Monday, July 30, 2007

On editing

I loved all of the comments from my post last Monday, and thanks to everyone who linked to the post. If you haven't commented yet, please do! It was fascinating to read the different reactions you have to editorial letters, but overall, I feel safe in feeling that authors want *good* input from editors.

A few people forwarded this Salon.com article to me on editing that I found interesting--it's about magazine editing, but I think still applicable to books. An excerpt:
To people not in the business, editing is a mysterious thing...Many times over the past 20 years, people have asked me, "What exactly does an editor do?"

It's not an easy question to answer. Editors are craftsmen, ghosts, psychiatrists, bullies, sparring partners, experts, enablers, ignoramuses, translators, writers, goalies, friends, foremen, wimps, ditch diggers, mind readers, coaches, bomb throwers, muses and spittoons -- sometimes all while working on the same piece.
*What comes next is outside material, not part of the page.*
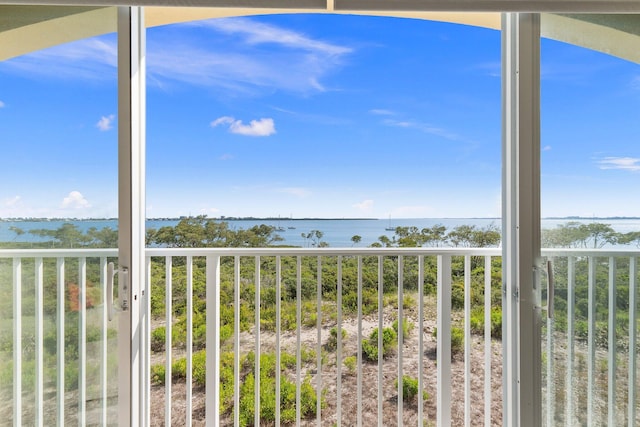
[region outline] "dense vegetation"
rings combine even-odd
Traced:
[[[16,238],[24,234],[24,231],[17,227],[13,229]],[[104,228],[102,230],[89,229],[82,232],[77,226],[66,223],[56,230],[32,230],[30,233],[40,237],[46,237],[49,240],[40,243],[31,243],[29,246],[44,248],[80,248],[80,247],[115,247],[117,245],[117,231]],[[313,230],[303,236],[307,239],[309,246],[326,246],[322,241],[323,234],[320,230]],[[18,239],[16,239],[18,240]],[[147,245],[172,247],[172,248],[192,248],[192,247],[268,247],[277,244],[280,241],[275,227],[268,225],[254,226],[249,229],[230,229],[225,222],[219,222],[204,216],[189,217],[182,219],[175,227],[161,227],[158,230],[148,230]],[[352,237],[354,243],[360,241],[359,236]],[[640,245],[640,233],[632,232],[626,234],[616,233],[607,224],[580,224],[569,222],[563,224],[553,230],[544,230],[543,245],[567,248],[601,248],[607,244],[636,244]],[[418,229],[417,227],[397,227],[394,235],[390,238],[381,236],[379,241],[374,243],[374,247],[442,247],[442,246],[459,246],[459,247],[491,247],[500,244],[500,232],[496,227],[490,226],[486,228],[478,228],[475,226],[464,225],[447,230],[442,225],[436,225],[429,228]],[[2,247],[25,247],[24,243],[4,242]],[[192,264],[187,264],[185,257],[173,257],[171,269],[172,295],[171,295],[171,313],[173,316],[171,343],[175,348],[184,348],[186,346],[187,321],[186,321],[186,289],[187,289],[187,270],[192,269],[192,289],[193,289],[193,348],[198,351],[194,357],[194,382],[196,386],[204,385],[204,345],[206,335],[206,281],[205,281],[205,259],[194,257]],[[13,336],[12,336],[12,267],[11,259],[0,259],[0,313],[2,319],[0,323],[0,383],[4,386],[11,387],[12,383],[12,366],[10,362]],[[165,258],[154,258],[151,263],[151,312],[152,316],[157,319],[164,318],[166,310],[166,268]],[[362,309],[365,315],[378,312],[378,263],[377,256],[365,256],[362,258],[362,287],[358,289],[358,262],[354,257],[343,257],[340,266],[338,266],[337,257],[322,257],[322,263],[318,264],[316,257],[302,257],[300,260],[301,270],[299,272],[301,283],[297,282],[297,264],[296,257],[282,257],[280,259],[281,277],[281,312],[280,325],[283,331],[293,331],[298,324],[302,327],[315,327],[317,322],[318,311],[322,316],[323,324],[335,324],[338,301],[338,271],[342,273],[341,287],[342,294],[342,312],[345,316],[352,316],[357,313],[358,300],[362,300]],[[403,304],[407,309],[416,306],[418,284],[418,259],[417,257],[404,257],[403,263],[398,262],[397,257],[384,257],[382,259],[384,277],[383,277],[383,304],[389,307],[397,307]],[[609,278],[609,260],[606,258],[595,258],[591,262],[595,266],[595,283],[596,283],[596,335],[597,342],[600,346],[606,347],[607,343],[607,313],[608,313],[608,278]],[[44,266],[44,313],[50,324],[55,324],[56,299],[57,299],[57,277],[56,277],[56,260],[45,260]],[[586,339],[587,337],[587,318],[588,318],[588,263],[589,259],[585,257],[577,257],[575,259],[575,327],[576,337],[578,339]],[[617,346],[625,348],[628,340],[628,318],[629,310],[629,278],[628,278],[628,259],[619,259],[616,264],[616,306],[617,306],[617,323],[616,334],[618,337]],[[403,289],[404,300],[398,301],[398,268],[403,268]],[[242,278],[240,287],[237,289],[240,296],[240,329],[242,331],[251,332],[254,328],[256,313],[256,292],[259,292],[260,301],[260,328],[262,331],[274,331],[276,328],[276,295],[277,286],[276,271],[278,265],[274,256],[265,256],[260,258],[260,289],[255,288],[255,260],[253,258],[223,257],[221,260],[221,340],[223,349],[229,348],[230,338],[234,333],[234,298],[236,292],[234,285],[234,270],[240,271]],[[33,260],[23,260],[22,266],[22,314],[25,317],[32,317],[35,309],[35,270]],[[479,257],[471,259],[471,328],[473,333],[484,333],[484,260]],[[555,309],[556,321],[555,328],[557,331],[566,332],[567,329],[567,258],[562,257],[554,260],[554,271],[556,279],[555,293]],[[65,311],[66,311],[66,330],[65,330],[65,354],[67,360],[67,368],[65,375],[68,376],[66,388],[72,389],[77,387],[77,354],[78,354],[78,260],[66,260],[65,268]],[[322,282],[320,286],[322,306],[316,307],[318,274],[321,274]],[[499,338],[502,332],[502,311],[501,311],[501,259],[494,257],[491,264],[491,333],[495,338]],[[462,257],[454,257],[452,259],[452,307],[454,310],[460,310],[464,306],[464,259]],[[436,258],[434,256],[425,257],[425,272],[423,289],[427,296],[433,296],[436,292]],[[102,304],[100,290],[100,268],[96,260],[88,260],[87,263],[87,308],[99,307]],[[360,294],[359,294],[360,292]],[[301,316],[298,318],[296,303],[300,297],[302,310]],[[543,293],[543,298],[545,297]],[[23,340],[25,342],[33,342],[33,328],[29,322],[25,323],[25,331]],[[404,324],[402,328],[403,334],[408,334],[410,324]],[[98,341],[101,339],[101,332],[96,325],[89,325],[87,329],[88,341]],[[381,354],[383,357],[391,354],[397,343],[398,325],[397,321],[392,326],[386,326],[382,330],[383,349]],[[378,334],[375,329],[371,335],[365,337],[362,343],[362,351],[364,360],[368,363],[374,363],[378,358]],[[452,348],[454,352],[463,349],[463,334],[457,327],[452,329]],[[164,326],[155,328],[151,335],[151,348],[155,352],[162,352],[165,349],[166,333]],[[328,337],[327,345],[324,349],[327,352],[335,350],[335,341],[338,339],[337,329],[334,328],[332,334]],[[346,339],[345,333],[341,334],[341,339]],[[332,343],[333,340],[334,342]],[[55,327],[45,328],[45,367],[49,369],[47,375],[55,376],[55,352],[56,352],[56,330]],[[225,384],[233,384],[233,357],[232,353],[225,353],[221,362],[221,372],[223,376],[227,376]],[[308,360],[312,361],[315,356],[307,353]],[[33,384],[33,364],[35,360],[35,348],[26,346],[23,349],[23,379],[25,381],[25,389],[29,389],[28,384]],[[230,359],[231,357],[231,359]],[[245,353],[241,362],[241,419],[242,423],[251,425],[253,422],[253,394],[251,389],[255,382],[253,353]],[[295,359],[295,358],[294,358]],[[326,357],[323,357],[325,360]],[[345,366],[352,365],[353,360],[347,357],[344,360]],[[260,360],[260,387],[261,408],[260,413],[263,419],[269,418],[274,412],[272,399],[275,393],[275,383],[273,383],[273,372],[275,371],[275,358],[273,353],[264,352]],[[172,379],[183,378],[186,364],[184,359],[177,359],[172,369]],[[289,397],[293,390],[295,394],[295,386],[292,385],[292,379],[287,377],[291,370],[291,356],[284,353],[282,356],[282,364],[280,366],[283,373],[283,382],[281,383],[281,394],[283,403],[281,411],[283,417],[291,415],[292,407]],[[349,369],[349,368],[348,368]],[[271,376],[270,376],[271,375]],[[157,365],[153,367],[153,379],[157,383],[166,381],[164,366]],[[75,380],[74,380],[75,378]],[[412,378],[403,379],[403,391],[406,393],[405,398],[411,398],[417,392]],[[293,388],[292,388],[293,387]],[[316,393],[309,377],[306,377],[303,385],[303,416],[313,416],[316,410]],[[224,389],[221,394],[222,408],[230,413],[233,410],[232,405],[233,390]],[[294,401],[295,403],[295,401]],[[295,409],[293,409],[295,415]],[[287,415],[288,414],[288,415]]]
Read the whole article here.

When I'm asked what I do at parties or elsewhere, I answer "I'm a children's book editor," and the conversation oftentimes ends with the other person saying, "Wow, that's cool!" or "Oh, interesting," and then not knowing what more to say. But occasionally it starts a whole conversation about what being an editor entails, usually starting when the person says, "Oh, I could never do that, I'm horrible at grammar" to which I say, "Yeah, I am, too." For some reason, many people assume that when I say I'm a children's book editor, I actually write (or want to write) children's book. "No, I don't write, I'm an editor."

It is truly a mysterious thing for those not in the business. I assume that most (if not all) of the readers of this blog are in the business is some way, so I won't go into more detail regarding what a children's book editor actually does, but if anyone would like me to go through my duties in a future post, I'd be happy to oblige. But briefly, as I described it once on a panel discussion, I'm basically a project manager, and I will say that I completely agree with "the editor should be invisible" and the "asking questions" model.

Here's a wrap-up of some of my other posts on editing:
How I edit
Young 'uns
Writing versus Editing
How do I know I'm a good editor?
Friendship in work
Give credit where credit is due?
Editing styles and Comic Con
And what makes me so qualified to edit children's books?

And a wonderfully informative post from our guest blogger of what an editor at a packager does:
What's with these packaged books?

In other news, I finally finished Harry Potter and the Deathly Hallows this weekend. Thanks to Anna for her patience in letting me silently tear through the last 100 pages or so while she was cooking us dinner. And for cheerfully asking me how it ended and letting me "spoil" it for her, because of course I was dying to talk about it. We wondered this weekend if anything like the publication of this last HP book would ever happen again, if ever the publication of one book would be so widely heralded and eagerly awaited, crossing gender and age lines. Hard to imagine it happening again, but I hope it does.

4 comments:

cloudscome said...

Thanks for this post. It's really helpful to me and I am glad to have the links to your other editor posts. I have so much to learn!

I finished DH over the weekend. It was great but I have some questions not yet answered. It is great to have so many people to read/talk with about it!

stacy said...

I've been meaning to blog about that article since I saw it last week, myself. But a little rollerblading accident kind of got in the way. :) Thanks for blogging about it, and I'll try to post my own thoughts on it sometime this week.

Anonymous said...

that was a really nice article to read. especially right after getting one of those manuscript-crushing letters from an editor that you *know* is going to make your book the best friggin book on the planet, but, at the same time, makes you feel like an utter piece of poo. we're all just a bunch of chiquitas trying to say something, I guess. thank god for editors who help us sound less stupid in the process.

Emily Jiang said...

Thanks, Alvina, for providing and writing such great editing resources!